Di sisi lain, dinas ketahanan pangan dan pertanian juga diminta meningkatkan produksi komoditas yang sensitif harga. Jika ada penanaman cabai, produksi cabai oleh jaringan petani atau oleh DKPP akan ditujukan bagi operasi pasar demi pengendalian harga.
Menelaah
Dalam cakupan yang lebih luas, Gubernur Jatim Khofifah Indar Parawansa mengatakan terus mengupayakan pengendalian harga cabai. Pemerintah telah berkoordinasi dengan Asosiasi Petani Cabai Indonesia untuk menelaah penyebab kenaikan harga komoditas tersebut.

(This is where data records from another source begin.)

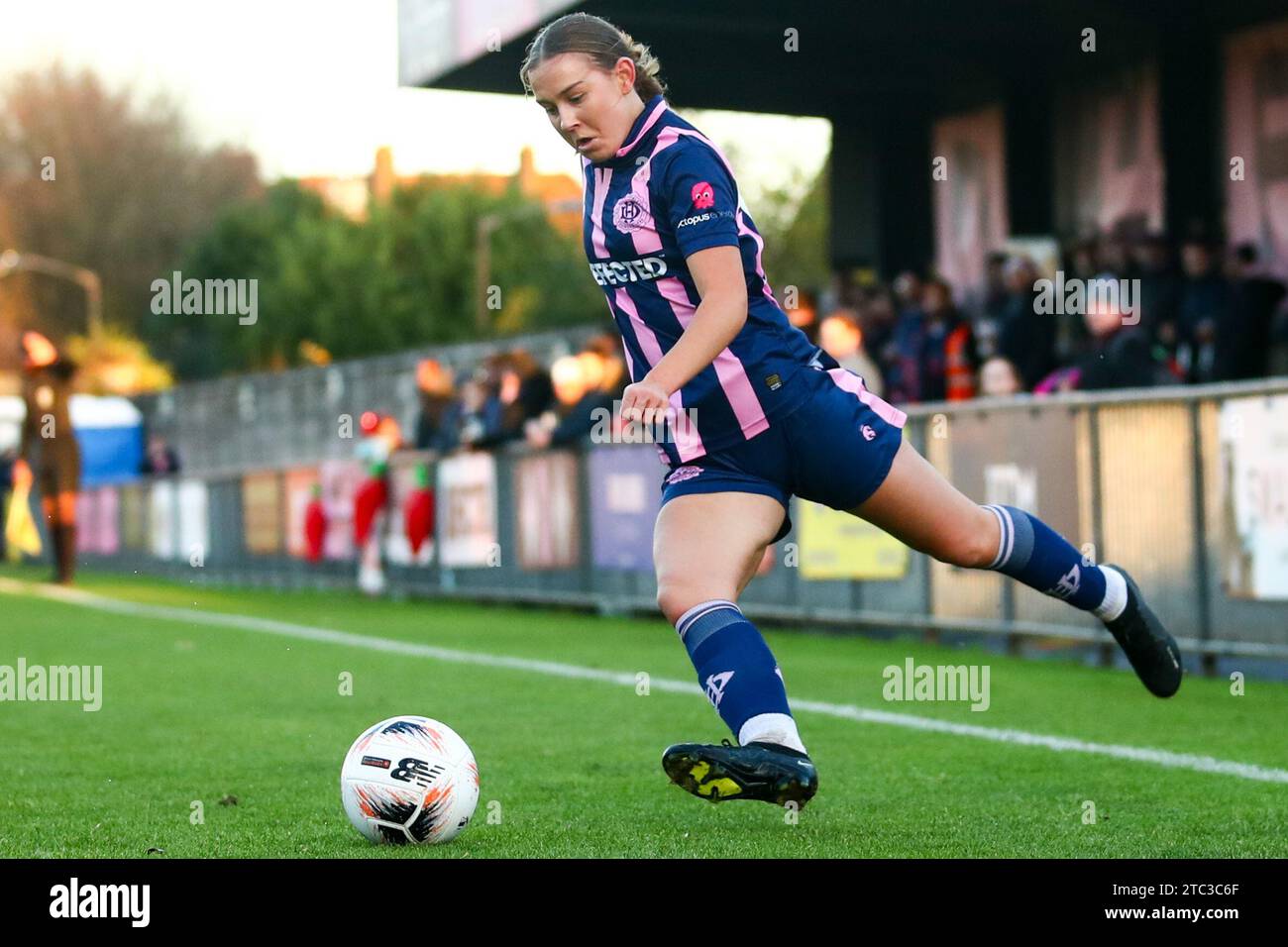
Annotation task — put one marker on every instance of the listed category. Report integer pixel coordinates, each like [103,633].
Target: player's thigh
[706,545]
[919,508]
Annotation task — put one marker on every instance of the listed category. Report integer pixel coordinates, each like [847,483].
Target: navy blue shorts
[835,449]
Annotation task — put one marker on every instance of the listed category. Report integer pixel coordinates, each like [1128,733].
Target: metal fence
[1134,476]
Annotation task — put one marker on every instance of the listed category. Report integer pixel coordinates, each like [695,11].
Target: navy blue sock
[734,665]
[1037,556]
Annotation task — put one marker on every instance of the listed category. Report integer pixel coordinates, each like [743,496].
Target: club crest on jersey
[683,474]
[703,196]
[629,214]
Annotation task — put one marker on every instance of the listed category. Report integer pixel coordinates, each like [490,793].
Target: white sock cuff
[1116,595]
[700,608]
[772,728]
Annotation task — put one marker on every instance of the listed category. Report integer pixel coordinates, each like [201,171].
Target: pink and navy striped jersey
[666,193]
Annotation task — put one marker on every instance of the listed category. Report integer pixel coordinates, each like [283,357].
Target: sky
[310,86]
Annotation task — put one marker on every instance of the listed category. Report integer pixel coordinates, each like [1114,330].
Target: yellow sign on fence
[836,545]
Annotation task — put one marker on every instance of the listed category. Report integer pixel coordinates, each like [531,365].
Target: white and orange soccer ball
[410,780]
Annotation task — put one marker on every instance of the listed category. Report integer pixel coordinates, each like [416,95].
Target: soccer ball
[410,780]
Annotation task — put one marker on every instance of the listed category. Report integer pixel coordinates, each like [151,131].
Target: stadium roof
[730,53]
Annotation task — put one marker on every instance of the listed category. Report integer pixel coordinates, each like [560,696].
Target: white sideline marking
[246,622]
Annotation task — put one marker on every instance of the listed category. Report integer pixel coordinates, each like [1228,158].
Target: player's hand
[647,402]
[21,474]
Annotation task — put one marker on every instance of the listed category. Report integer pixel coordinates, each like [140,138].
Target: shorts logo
[716,685]
[1068,583]
[629,214]
[683,474]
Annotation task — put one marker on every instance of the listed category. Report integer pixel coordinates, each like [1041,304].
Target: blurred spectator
[1026,338]
[877,318]
[437,393]
[160,458]
[476,418]
[901,359]
[524,390]
[948,357]
[992,313]
[48,453]
[1119,359]
[1205,298]
[1244,337]
[583,384]
[1159,290]
[841,338]
[999,377]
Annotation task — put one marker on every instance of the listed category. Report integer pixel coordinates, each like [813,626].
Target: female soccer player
[758,412]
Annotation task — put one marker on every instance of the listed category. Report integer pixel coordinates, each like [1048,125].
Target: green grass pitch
[571,767]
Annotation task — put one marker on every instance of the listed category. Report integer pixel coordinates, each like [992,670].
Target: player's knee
[675,598]
[971,545]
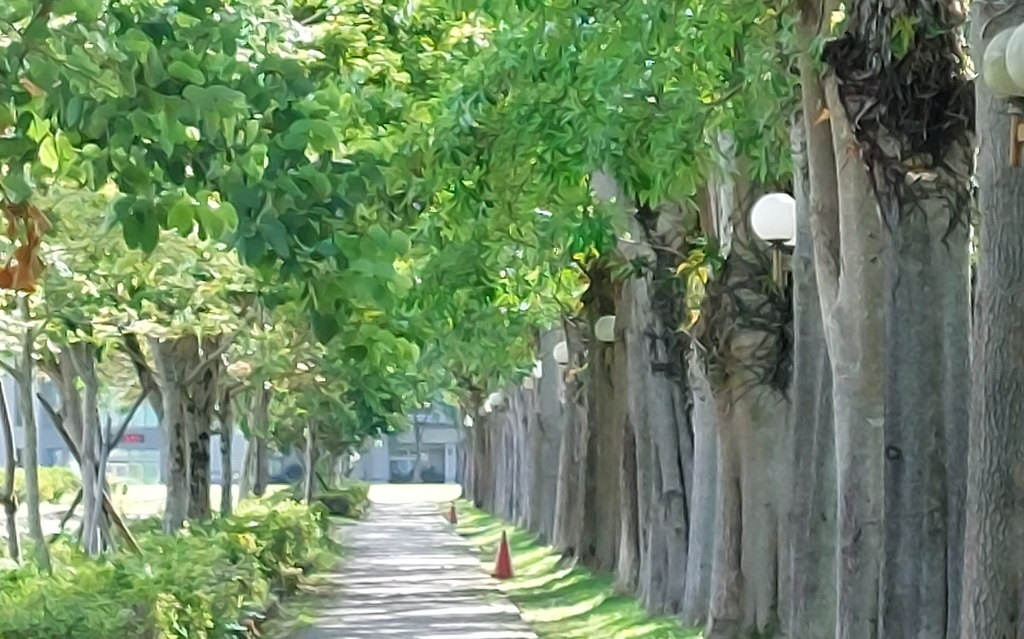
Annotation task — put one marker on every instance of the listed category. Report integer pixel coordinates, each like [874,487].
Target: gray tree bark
[572,457]
[9,499]
[225,417]
[202,395]
[605,420]
[30,460]
[918,158]
[812,519]
[993,566]
[551,424]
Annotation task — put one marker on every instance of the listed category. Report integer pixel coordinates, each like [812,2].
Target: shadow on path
[408,576]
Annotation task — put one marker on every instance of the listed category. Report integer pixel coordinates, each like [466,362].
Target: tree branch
[146,380]
[211,359]
[57,421]
[11,371]
[120,433]
[116,518]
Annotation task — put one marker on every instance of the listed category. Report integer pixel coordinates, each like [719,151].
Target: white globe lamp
[604,329]
[997,59]
[561,353]
[773,218]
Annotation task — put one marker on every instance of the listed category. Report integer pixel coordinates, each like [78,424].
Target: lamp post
[561,353]
[773,218]
[1003,72]
[604,329]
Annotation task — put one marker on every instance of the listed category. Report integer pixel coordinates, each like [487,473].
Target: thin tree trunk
[30,460]
[226,419]
[10,466]
[89,446]
[203,395]
[309,483]
[551,417]
[993,560]
[571,464]
[174,359]
[812,520]
[704,510]
[418,464]
[105,444]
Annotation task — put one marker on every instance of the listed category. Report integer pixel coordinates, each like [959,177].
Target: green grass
[560,601]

Penyebabnya, curah hujan yang masih turun dan memicu serangan hama pada tanaman cabai sehingga produksi menurun. Cuaca juga memaksa petani memundurkan jadwal tanam sehingga produksi terganggu.
Berdasarkan catatan Sistem Informasi Ketersediaan dan Perkembangan Harga Bahan Pokok atau Siskaperbapo, harga cabai rawit merah menembus Rp 85.000 per kg. Harga itu melonjak dibandingkan dengan sebulan lalu yang Rp 25.000 per kg. Di Jatim, harga rata-rata cabai merah besar Rp 63.000 per kg atau melonjak dari sebulan lalu yang Rp 35.000 per kg.
Khofifah melanjutkan, daerah-daerah dataran rendah sebagai sentra cabai seharusnya sudah mulai menanam pada April. Namun, cuaca yang masih terus hujan memaksa petani belum menanam komoditas tersebut.
Penanaman baru dimulai sebulan kemudian sehingga produksi secara umum kurang padahal permintaan masyarakat tinggi.
Selain itu, ada serangan hama lalat buah seluas 32,4 hektar (ha), trips seluas 15,5 ha, dan kutu kebul seluas 2,2 ha. Tanaman cabai di Jatim juga terkena virus kuning seluas 34 ha, antraknose seluas 12,3 ha, bercak daun seluas 8,4 ha, dan layu fusarium 2,5 ha.
Khofifah telah meminta petani di dataran rendah menanam cabai rawit varietas genjah bhaskoro dan dewata dengan usia panen 70-80 hari. Penanaman varietas unggul itu diharapkan dapat menstabilkan produksi cabai rawit, terutama menjawab kebutuhan untuk bumbu pedas pada masa Idul Adha yang tersisa sebulan kemudian.
Provinsi akan memantau produksi cabai di sentra-sentra, yakni Kabupaten Malang, Kabupaten Kediri, Kabupaten Blitar, Kabupaten Probolinggo, dan Banyuwangi. Di lima daerah pertanian ini, cabai ada yang ditanam di dataran rendah dan ada yang di dataran tinggi di kaki gunung. Pengawasan penting untuk memacu produksi sehingga penurunan harga cabai bisa segera terwujud.